Victoria González-Rivera, Ph.D.
Associate Professor
Office: AL-394
Email: [email protected]
Dr. Victoria González-Rivera has been living on the U.S./Mexico border since 1999 and considers this region her second home. The daughter of a Nicaraguan man and a white U.S.-American woman, she grew up in a small town in north-central Nicaragua during the last years of the right-wing Somoza dictatorship, the leftist insurrection of 1978, the Sandinista revolution of 1979, and the Contra War of the early 1980s. After graduating with a B.A. in History, Women’s Studies, and Latin American Studies from Oberlin College in 1990, she obtained her M.A. in Latin American History from the University of New Mexico and the Ph.D. in Latin American History from Indiana University. Professor Gonzalez-Rivera is the first woman of Nicaraguan ancestry to obtain a Ph.D. in Latin American History from a U.S. university and is a pioneer in the fields of Nicaraguan women’s and LGBTQ history. In 2001 she co-edited the book Radical Women in Latin America. Left and Right. Her second book, Before the Revolution. Women’s Rights and Right-Wing Politics in Nicaragua, 1821-1979, was published by Penn State University Press in 2011. With the support of a 2017-2018 American Council of Learned Societies (ACLS) Collaborative Fellowship, she is co-authoring a third book on 500 years of Nicaraguan LGBT history.

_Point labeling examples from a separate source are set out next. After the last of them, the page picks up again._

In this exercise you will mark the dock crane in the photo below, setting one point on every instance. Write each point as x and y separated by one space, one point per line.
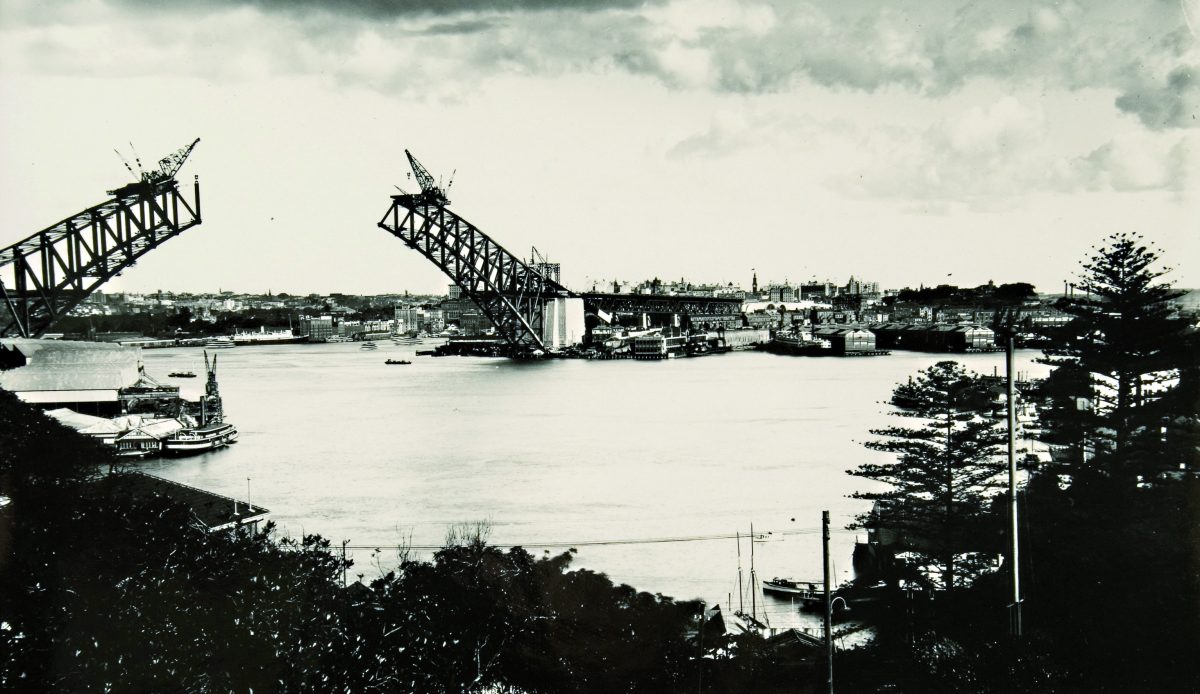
168 167
431 191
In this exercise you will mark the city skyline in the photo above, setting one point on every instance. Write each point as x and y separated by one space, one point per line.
625 139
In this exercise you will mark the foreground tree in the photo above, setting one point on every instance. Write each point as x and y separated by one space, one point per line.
943 473
1119 363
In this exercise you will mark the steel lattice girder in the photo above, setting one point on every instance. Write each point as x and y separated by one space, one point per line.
664 304
46 275
510 293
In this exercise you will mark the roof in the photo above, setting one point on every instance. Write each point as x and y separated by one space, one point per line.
84 423
214 510
66 365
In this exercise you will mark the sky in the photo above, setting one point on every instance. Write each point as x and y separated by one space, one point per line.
909 144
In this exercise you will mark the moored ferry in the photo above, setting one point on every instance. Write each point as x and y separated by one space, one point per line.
281 336
199 440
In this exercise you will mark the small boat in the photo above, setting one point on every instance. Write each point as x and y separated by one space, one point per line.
199 440
802 590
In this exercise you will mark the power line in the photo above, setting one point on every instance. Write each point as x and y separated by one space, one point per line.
549 545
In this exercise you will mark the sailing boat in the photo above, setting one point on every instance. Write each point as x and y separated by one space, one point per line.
753 617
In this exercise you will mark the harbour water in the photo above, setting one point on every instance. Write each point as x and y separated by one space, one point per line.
565 452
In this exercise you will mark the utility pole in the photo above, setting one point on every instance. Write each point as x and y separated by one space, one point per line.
343 561
828 620
1015 617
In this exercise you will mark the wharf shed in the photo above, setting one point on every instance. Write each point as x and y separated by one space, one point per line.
899 335
934 337
960 337
844 339
91 377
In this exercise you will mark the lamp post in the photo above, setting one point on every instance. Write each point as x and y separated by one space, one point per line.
1015 624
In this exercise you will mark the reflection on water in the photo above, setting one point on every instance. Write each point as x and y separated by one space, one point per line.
337 443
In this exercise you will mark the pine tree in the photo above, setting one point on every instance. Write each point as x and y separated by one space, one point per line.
943 473
1119 360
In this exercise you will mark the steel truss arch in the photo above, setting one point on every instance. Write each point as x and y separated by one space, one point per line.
46 275
510 293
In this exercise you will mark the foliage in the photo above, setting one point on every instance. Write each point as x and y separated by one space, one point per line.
943 472
1119 359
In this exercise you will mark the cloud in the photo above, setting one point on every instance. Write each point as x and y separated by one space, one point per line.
1138 162
985 155
1174 102
1141 51
385 9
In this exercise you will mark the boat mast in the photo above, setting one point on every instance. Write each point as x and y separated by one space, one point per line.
741 590
754 580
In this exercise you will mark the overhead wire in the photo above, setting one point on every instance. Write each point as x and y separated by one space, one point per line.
594 543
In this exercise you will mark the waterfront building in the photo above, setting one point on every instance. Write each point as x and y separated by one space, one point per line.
659 346
563 323
844 339
552 271
91 377
317 328
745 337
435 319
408 319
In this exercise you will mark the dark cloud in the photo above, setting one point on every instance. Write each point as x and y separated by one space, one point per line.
393 9
465 27
1162 106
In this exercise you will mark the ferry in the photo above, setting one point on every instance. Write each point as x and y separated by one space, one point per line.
281 336
799 590
199 440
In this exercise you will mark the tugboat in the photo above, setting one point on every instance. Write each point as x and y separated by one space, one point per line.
213 431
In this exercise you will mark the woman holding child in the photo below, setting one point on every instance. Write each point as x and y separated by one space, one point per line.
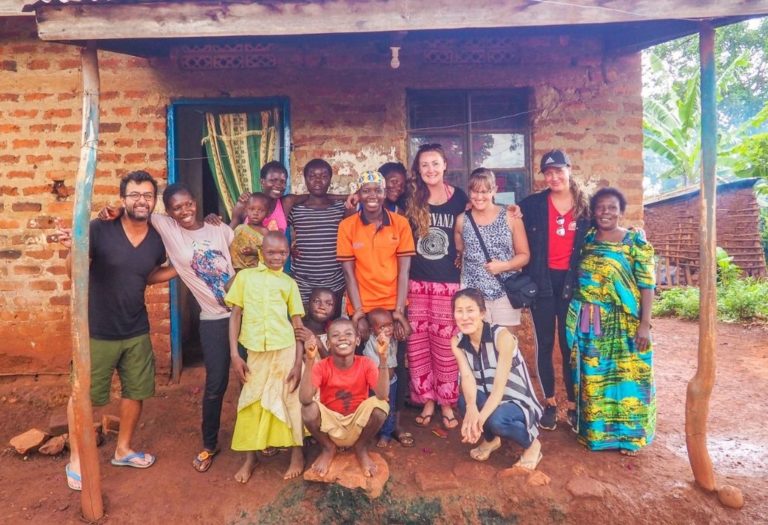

Professor Gonzalez-Rivera has been part of the Department of Chicana and Chicano Studies since 2005. She teaches courses on Mexican and Chicana/o history. Her classes address the history of colonial Mexico and the history of Chicana/os in the U.S. in the period after the Mexican American war. In addition to her work as a teacher and mentor at SDSU, she is an active member of her community and serves on several non-profit boards.